Here is the code to produce the error:

from referencing import Registry, Resource
from referencing.jsonschema import DRAFT7
from collections.abc import Mapping
import jsonschema
import collections

class Config(collections.ChainMap):
    def __init__(self, *maps):
        super().__init__(*maps)

    def __getitem__(self, key):
        return self._chained_getitem(key)

    def _chained_getitem(self, key, **kwargs):
        """
        Actual implementation of ``__getitem__`` with chained behavior.

        When returning a new instance of `DeepChainMap`, the ``kwargs`` are
        passed to the constructor.  Subclasses should override this method
        instead of ``__getitem__`` in order to pass additional ``__init__``
        args.
        """

        chained_values = []

        for m in self.maps:
            try:
                chained_values.append(m[key])
            except KeyError:
                continue

        if not chained_values:
            raise KeyError(key)

        first = chained_values[0]

        # Note: Although instances of dict are also instances of Mapping,
        # isinstance(x, dict) is much faster than isinstance(x, Mapping), and
        # dict being the most common case we explicitly check for it first.
        if not isinstance(first, (dict, Mapping)):
            return first

        nested = []

        for m in chained_values:
            if isinstance(m, (dict, Mapping)):
                nested.append(m)
            else:
                break

        return self.__class__(*nested, **kwargs)

config = Config({'a': {'b': 'c', 'd': {}}})

main_schema = {
                '$id': 'main_schema', 
                'type': 'object', 
                'properties': 
                     {'a': {'properties': {'b': {}, 
                                           'd': {}}, 
                                          '$ref': 'schema_1'}
                      }
                 }

schema_1 = {'type': 'object', 
            'properties': {'b': {'enum': ['c']}, 
                           'd': {'$ref': 'd_schema'}},
             'required': ['b']} 

schema_2 = {'$id': 'schema_2', 
            'fixed_inputs': {
                            'type': 'object', 
                            'default': {}, 
                            'properties': {'e': {'type': 'integer', 'minimum': 1}} 
                            }
            }

d_schema = {'$schema': 'http://json-schema.org/draft-07/schema#', 
            '$id': 'd_schema', 
            '$ref': 'schema_2#/fixed_inputs'}

def retrieve(uri: str):
    if uri == 'schema_1':
        contents = schema_1
    elif uri == 'schema_2':
        contents = schema_2
    elif uri == 'd_schema':
        contents = d_schema
    return Resource.from_contents(contents, DRAFT7)

registry = Registry(retrieve=retrieve)

def is_my_object(checker, instance):
    return (
        isinstance(instance, (dict, Mapping))
    )
type_checker = jsonschema.Draft7Validator.TYPE_CHECKER.redefine(
        "object", is_my_object,
    )

CustomValidator = jsonschema.validators.extend(
    jsonschema.Draft7Validator,
    type_checker=type_checker,
)

validator = CustomValidator(schema=main_schema, registry=registry)
validator.validate(config)           

The error indicates Config({}) is not of type 'object' for the third reference resolution (schema_2), while the first two successfully enter the is_my_object function but the third one does not.

Julian commented 9 months ago

I suspect this is likely a duplicate of #994, albeit your example is a much more reasonable one (in terms of it being behavior that seems like it clearly should work).

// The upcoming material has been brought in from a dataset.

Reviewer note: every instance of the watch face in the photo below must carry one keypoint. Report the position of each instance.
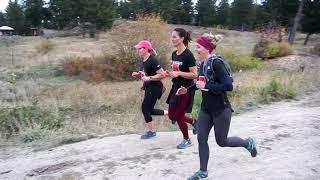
(175, 66)
(202, 78)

If it is a dupe, there's still no fix quite yet for the behavior, it may need to wait for a refresh of the dialect behavior overall, but there was a workaround or two mentioned there in the thread (which boil down to "if you want all Draft 7 to behave this way, then declare that your extended validator is the one that validates Draft 7 and fully override the built in one").

Julian commented 6 months ago

I've moved this example there -- though I think supporting this fully will likely not come until some larger work reworking how dialects are "registered" (or here re-registered) in jsonschema happens. You can watch that issue for updates, or feedback / suggestions are of course welcome.